Monopoly is born, travels to Columbia University, Atlantic City, and then the world
It was during this era of disenchantment that Elizabeth Magie invented "The Landlord's Game"
and applied for a patent for it in 1903. Magie's game was politically-charged. She meant to
demonstrate how the accumulation of land allowed the rich to get richer at the expense of the poor.
The game reflected the economy of the time: there was virtually no tax on land or income and
you couldn't buy a property to get a start in the race unless you could afford to pay
the full purchase price up front (mortgages were not available at the time to help buyer's
amortize the costs over a long period, as is true in the game).

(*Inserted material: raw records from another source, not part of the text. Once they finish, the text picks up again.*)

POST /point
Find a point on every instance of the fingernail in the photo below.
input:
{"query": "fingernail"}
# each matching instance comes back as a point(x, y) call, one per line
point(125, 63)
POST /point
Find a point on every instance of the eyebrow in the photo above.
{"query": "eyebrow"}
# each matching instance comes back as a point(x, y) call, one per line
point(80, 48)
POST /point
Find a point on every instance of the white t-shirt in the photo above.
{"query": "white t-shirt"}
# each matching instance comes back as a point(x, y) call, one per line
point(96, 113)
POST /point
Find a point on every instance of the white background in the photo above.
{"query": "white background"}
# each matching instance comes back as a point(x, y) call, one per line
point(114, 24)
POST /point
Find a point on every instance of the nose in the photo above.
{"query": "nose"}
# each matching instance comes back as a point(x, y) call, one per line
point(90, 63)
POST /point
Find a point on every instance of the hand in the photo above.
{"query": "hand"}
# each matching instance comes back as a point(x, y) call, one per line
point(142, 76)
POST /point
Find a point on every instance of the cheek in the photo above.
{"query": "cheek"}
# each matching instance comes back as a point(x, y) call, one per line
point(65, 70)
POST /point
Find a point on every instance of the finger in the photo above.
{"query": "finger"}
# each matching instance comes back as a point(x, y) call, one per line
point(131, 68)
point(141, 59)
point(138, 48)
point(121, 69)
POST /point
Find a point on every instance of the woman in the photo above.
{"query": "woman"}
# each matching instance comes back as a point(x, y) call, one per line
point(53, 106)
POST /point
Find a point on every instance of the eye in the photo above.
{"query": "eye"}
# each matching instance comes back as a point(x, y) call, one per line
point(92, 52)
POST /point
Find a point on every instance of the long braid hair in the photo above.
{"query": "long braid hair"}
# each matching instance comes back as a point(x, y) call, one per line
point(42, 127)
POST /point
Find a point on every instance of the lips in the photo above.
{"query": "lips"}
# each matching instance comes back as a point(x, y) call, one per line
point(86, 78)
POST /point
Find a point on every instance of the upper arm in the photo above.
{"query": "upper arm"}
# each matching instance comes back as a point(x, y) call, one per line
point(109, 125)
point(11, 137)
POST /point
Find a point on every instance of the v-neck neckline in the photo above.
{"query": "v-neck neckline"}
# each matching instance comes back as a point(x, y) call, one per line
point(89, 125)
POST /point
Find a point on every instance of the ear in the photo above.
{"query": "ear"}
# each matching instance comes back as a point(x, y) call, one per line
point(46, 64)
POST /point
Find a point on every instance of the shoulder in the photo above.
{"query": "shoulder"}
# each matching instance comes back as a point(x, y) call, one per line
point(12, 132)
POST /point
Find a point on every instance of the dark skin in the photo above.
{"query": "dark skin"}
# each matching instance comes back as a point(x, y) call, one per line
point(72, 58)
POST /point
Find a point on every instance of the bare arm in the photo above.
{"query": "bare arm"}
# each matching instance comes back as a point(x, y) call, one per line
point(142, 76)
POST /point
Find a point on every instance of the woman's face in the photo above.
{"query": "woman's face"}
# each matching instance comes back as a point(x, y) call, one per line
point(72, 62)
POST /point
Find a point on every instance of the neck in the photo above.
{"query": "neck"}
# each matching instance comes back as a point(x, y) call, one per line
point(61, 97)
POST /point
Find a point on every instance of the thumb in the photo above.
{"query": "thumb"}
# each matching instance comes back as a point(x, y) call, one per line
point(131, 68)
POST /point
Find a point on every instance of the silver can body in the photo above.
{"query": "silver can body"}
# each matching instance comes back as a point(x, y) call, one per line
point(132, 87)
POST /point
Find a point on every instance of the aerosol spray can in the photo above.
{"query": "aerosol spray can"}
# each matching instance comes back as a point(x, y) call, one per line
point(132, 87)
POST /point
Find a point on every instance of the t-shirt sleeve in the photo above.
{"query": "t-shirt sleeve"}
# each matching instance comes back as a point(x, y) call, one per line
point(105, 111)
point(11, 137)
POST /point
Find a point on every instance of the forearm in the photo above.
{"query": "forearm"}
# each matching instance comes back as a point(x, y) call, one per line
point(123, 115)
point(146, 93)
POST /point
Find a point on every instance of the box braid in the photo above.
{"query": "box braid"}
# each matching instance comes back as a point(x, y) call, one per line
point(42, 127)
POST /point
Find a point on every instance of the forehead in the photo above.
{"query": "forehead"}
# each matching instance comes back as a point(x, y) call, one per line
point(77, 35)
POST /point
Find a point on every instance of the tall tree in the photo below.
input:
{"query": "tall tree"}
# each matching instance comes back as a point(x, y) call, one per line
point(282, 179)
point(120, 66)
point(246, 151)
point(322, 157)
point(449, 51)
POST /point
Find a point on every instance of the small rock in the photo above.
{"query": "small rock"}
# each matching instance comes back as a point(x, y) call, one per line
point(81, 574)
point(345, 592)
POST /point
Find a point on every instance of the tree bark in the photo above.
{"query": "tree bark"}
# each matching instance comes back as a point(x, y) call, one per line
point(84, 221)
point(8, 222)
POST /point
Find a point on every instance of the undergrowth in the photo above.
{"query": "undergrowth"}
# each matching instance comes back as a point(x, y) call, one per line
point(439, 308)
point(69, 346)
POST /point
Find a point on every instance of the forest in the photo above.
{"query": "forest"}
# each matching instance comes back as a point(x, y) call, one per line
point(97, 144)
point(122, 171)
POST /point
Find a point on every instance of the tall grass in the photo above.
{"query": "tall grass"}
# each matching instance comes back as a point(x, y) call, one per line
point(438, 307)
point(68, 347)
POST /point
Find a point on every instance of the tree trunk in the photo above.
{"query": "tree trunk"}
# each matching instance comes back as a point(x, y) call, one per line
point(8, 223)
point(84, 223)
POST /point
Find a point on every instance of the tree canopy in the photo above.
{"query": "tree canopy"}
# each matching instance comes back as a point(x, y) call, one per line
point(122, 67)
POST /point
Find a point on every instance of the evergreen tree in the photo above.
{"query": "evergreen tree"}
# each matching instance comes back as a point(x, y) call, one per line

Magie's Landlord's game was passed around and people made their own copies. One copy was
taught to his students by Rexford Tugwell,
a liberal professor at Columbia University. Tugwell would later be fired from
Columbia for criticizing the big businesses who supported the school. He would then go on to
help FDR formulate the New Deal programs, such as the WPA, and the discoupling of the Treasury
from the Gold Standard, which would revitalize the worker-driven economy after WWII.
In 1929, the Landlord's game traveled to Atlantic City where the new street names and rents
were added. In 1932, Charles Darrow, an unemployed laborer, was invited to a friend's house to play it. Darrow
made his own copy, adding the color bands to each property, the iconic Railroad and other images.
The drawing of the man in Jail is his; it is supposedly a charicature of himself.
His first version of the game on oil cloth is in the Forbes magazine's gallery in New York City.
During the Great Depression, Darrow earned $4 a day building and selling copies of this game, now
called Monopoly. Darrow's handmade versions didn't come with tokens. His niece and her friends
used small metal bracelet charms to play the game. When Parker Brothers became interested in the
game and bought the "rights" for it from its supposed inventor Darrow, they already had a relationship
with the charm bracelet manufacturer. Future versions of the game thus included small metal
tokens, such as the thimble.
Interesting trivia footnote
One final interesting note: the "Mr. Monopoly" character that appears on the game boxes and the
Chance and Community Chest cards (originally named Rich Uncle Pennybags) is based on J. P. Morgan.